As we walk through to the back, the intense aromas of Somali cuisine waft through the building. Fatma and her team are hosting a cooking workshop – one of their many youth programs.
Fatma has immersed herself in social welfare and community service since migrating to Sydney, on her own, 27 years ago.
Her knowledge of Auburn and its refugee and migrant communities – and their needs and concerns – is vast.
“We all have that commonality, which is that our communities have a refugee background,” she explains.
“There’s really nowhere else [like] Auburn, with all the communities, all the stresses.”
Alongside her work at Family and Community Services (FACs), Fatma organises cultural events, parties and workshops – to explore African culture and identity in Australia.
She is the founder of the Africultures Festival, which has grown since 2009 to become the largest celebration of its type in Australia.
The main goal, she explains, is catering for the African youths living in Australia who come from refugee and migrant backgrounds – something she identifies with deeply.
Fatma’s parents and grandparents fled Somalia when the war began and sought asylum in the Kenyan capital Nairobi, where she was born.
“Through my grandparents and my father… there was this strong connection,” she says of identifying as both Somali and Kenyan.
“Swahili was the common language, but… we had the English system in school, so you had to learn about Shakespeare. I can tell you, [as] an African reading Shakespeare, you think ‘what the hell is all this about?’.
“I was lucky there was this strong bi-cultural understanding of who you are – that I was born in Kenya, but I was a Somali woman. Now I’ve been in Australia more than I’ve been in any other country [and, personally,] I don’t have any problem with the three cultures.”
But that’s not the case for most young migrants.
“The next generation is still caught [up in] being a migrant or born here… just caught in that cultural disconnect.”
“You’ve got somebody who comes from home wearing her hijab and everything, a ‘nice Somali girl’, and then she’ll go to the Central Auburn toilets and… put on her ‘western gear’ – put on [fake] eyelashes and make-up and then go and meet her other friends.”
Fatma says it isn’t just a cultural disconnect that leaves young people feeling stranded in Australia, but also negative media attention.
Bruce Mutsvairo is an Associate Professor of Journalism at UTS who specialises in afro-centric media. He’s saddened by the media’s depiction of Sudanese immigrants as violent and crime oriented.
“It’s terrible because what those young people need are flag-bearers within their own community,” he says. “If their whole community is getting bashed in the media and there is no one luminary, or someone doing great things, it doesn’t motivate you as a young kid.”

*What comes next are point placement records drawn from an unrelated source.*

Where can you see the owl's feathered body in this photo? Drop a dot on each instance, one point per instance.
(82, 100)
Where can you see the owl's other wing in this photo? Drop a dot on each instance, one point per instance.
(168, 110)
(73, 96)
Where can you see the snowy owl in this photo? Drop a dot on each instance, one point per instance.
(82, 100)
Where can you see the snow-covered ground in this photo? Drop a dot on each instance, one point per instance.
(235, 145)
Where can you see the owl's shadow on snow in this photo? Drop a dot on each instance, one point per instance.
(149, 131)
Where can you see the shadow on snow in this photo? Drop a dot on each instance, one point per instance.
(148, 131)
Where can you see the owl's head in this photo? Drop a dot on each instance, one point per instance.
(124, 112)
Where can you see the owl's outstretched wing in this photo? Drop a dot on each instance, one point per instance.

Fatma shares his concerns.
“It would be good to see some young people go and learn how to do media, so they can support their community in return. But nobody’s interested.

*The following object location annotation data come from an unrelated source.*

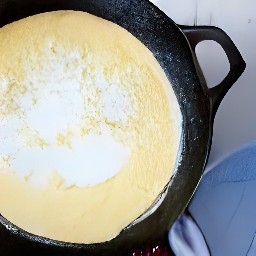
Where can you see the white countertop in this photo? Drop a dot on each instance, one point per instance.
(235, 122)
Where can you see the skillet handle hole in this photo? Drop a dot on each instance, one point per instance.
(213, 62)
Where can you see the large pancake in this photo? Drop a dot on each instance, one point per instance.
(90, 127)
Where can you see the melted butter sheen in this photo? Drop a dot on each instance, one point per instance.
(90, 127)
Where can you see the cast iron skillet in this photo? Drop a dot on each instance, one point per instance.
(174, 48)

“A lot of the parents want their kids to be doctors, but not every kid can be a doctor – so how do we navigate this and say that there are other occupations out there that you can be successful in?”
Saada Abdikareem helps Fatma run community events and host programs for local youths – like the cooking class.
The two first met at the Villawood Detention Centre.
“I’ve known Fatma since 1995 when I came [to Australia] as an asylum-seeker,” she says. “She visited me [at Villawood] and since then we became very close friends.
“She has determination… she never gives up. But she’s very shy, she hates public speaking.
“So, for the first few years [people] would shake my hand and say ‘Oh, it’s Fatma! Fatma!’ and I’m thinking ‘[no,] I’m Saada’.
“All these years, until recently, she would just show her face and then run away. She comes from that culture where you don’t show off. All she does is do things to her best.”
When asked what drives her, Fatma says softly but confidently: “I suppose my main drive is my mum. In her time, where I come from, there was no such job as ‘being a community worker’, but she had a soup kitchen and distributed food every lunchtime to the needy .
“I used to be a helper and I think my idea of people being helped or somebody needing help, stemmed from [then].
“If you see something not right, somebody struggling, and you don’t help, then who will… ? For me, it’s just a natural obligation.”